PARADAPOS.COM - Presiden Republik Indonesia, Prabowo Subianto harus melakukan evaluasi terhadap Kapolri Jenderal Listyo Sigit Prabowo. Sebab, belakangan ini kerap muncul kasus dugaan pelanggaran hukum yang dilakukan oleh aparat Kepolisian Republik Indonesia (Polri) di bawah kepemimpinan Jenderal Listyo Sigit.
Belakangan, muncul kasus pemerasan yang dilakukan oleh anggota polisi di Sumatera Utara. Polisi itu diduga memeras sejumlah sekolah terkait dana alokasi khusus (DAK) untuk kegiatan di Sekolah Menengah Kejuruan (SMK) daerah Sumatera Utara. Tak disangka, totalnya mencapai Rp4,7 miliar.
Selain itu, dua anggota polisi melakukan pemerasan tapi tidak dipecat dari institusi Polri dan hanya dijatuhi penempatan khusus serta sanksi demosi di Semarang, Jawa Tengah. Selain kasus pemerasan, ada juga polisi diduga melakukan penganiayaan hingga korban meninggal dunia di Jawa Tengah.
Sebelumnya, aparat kepolisian dipecat karena melakukan pemerasan terhadap warga negara asing (WNA) asal Malaysia saat menonton acara Djakarta Warehouse Project (DWP) di Kemayoran, Jakarta Pusat. Selain itu, ada lagi polisi diduga melakukan pemerasan terhadap anak bos Prodia. Terhadap polisi yang dipecat itu, sampai sekarang belum diproses secara hukum pidana.
Pengamat Kepolisian dari Institute for Security and Strategic Studies (ISESS), Bambang Rukminto mengatakan salah satu problem maraknya kasus pelanggaran hukum oleh kepolisian karena tidak berjalannya reformasi di kepolisian. Menurut dia, tidak berjalannya reformasi di kepolisian karena lemahnya kepemimpinan di pucuk Polri.

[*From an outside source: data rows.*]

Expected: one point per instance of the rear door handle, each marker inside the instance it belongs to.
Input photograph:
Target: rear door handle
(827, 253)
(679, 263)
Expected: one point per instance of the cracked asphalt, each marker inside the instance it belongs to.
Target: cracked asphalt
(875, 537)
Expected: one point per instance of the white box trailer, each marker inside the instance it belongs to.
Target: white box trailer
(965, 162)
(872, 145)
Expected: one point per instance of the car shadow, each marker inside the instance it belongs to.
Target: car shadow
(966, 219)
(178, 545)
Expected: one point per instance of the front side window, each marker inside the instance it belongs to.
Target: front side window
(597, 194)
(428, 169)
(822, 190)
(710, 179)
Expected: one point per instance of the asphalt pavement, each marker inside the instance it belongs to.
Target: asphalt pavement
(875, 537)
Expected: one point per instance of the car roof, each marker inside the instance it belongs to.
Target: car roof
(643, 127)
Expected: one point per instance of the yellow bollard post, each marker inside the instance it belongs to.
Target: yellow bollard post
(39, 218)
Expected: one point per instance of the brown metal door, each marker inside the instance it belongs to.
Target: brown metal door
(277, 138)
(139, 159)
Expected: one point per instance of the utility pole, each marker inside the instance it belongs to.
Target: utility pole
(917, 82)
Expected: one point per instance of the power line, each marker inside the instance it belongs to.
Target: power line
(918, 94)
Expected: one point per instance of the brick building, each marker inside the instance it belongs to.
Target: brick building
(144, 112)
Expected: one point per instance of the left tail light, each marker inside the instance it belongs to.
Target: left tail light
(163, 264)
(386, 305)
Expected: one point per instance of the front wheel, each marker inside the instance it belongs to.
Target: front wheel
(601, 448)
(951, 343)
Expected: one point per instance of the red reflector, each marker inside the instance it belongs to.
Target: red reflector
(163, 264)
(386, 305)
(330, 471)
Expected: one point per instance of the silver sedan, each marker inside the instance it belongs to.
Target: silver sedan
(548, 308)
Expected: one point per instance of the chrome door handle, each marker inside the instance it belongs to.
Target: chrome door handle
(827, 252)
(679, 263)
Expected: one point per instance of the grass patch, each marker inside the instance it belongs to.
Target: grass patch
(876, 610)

“Salah satu problem tidak berjalannya reformasi di kepolisian adalah lemahnya kepemimpinan. Lemahnya leadership ini ditandai dengan ketidakkonsistenan penegakan aturan, baik UU maupun peraturan organisasi,” kata Bambang dikutip pada Minggu, 23 Maret 2025.
Kata dia, kasus-kasus pemerasan oleh aparat kepolisian terjadi terus-menerus karena tidak ada konsistensi dari kepemimpinan di Polri. Herannya, lanjut Bambang, prinsip kesamaan di mata hukum seolah tidak berlaku bagi anggota kepolisian yang melakukan pelanggaran hukum atau perbuatan pidana.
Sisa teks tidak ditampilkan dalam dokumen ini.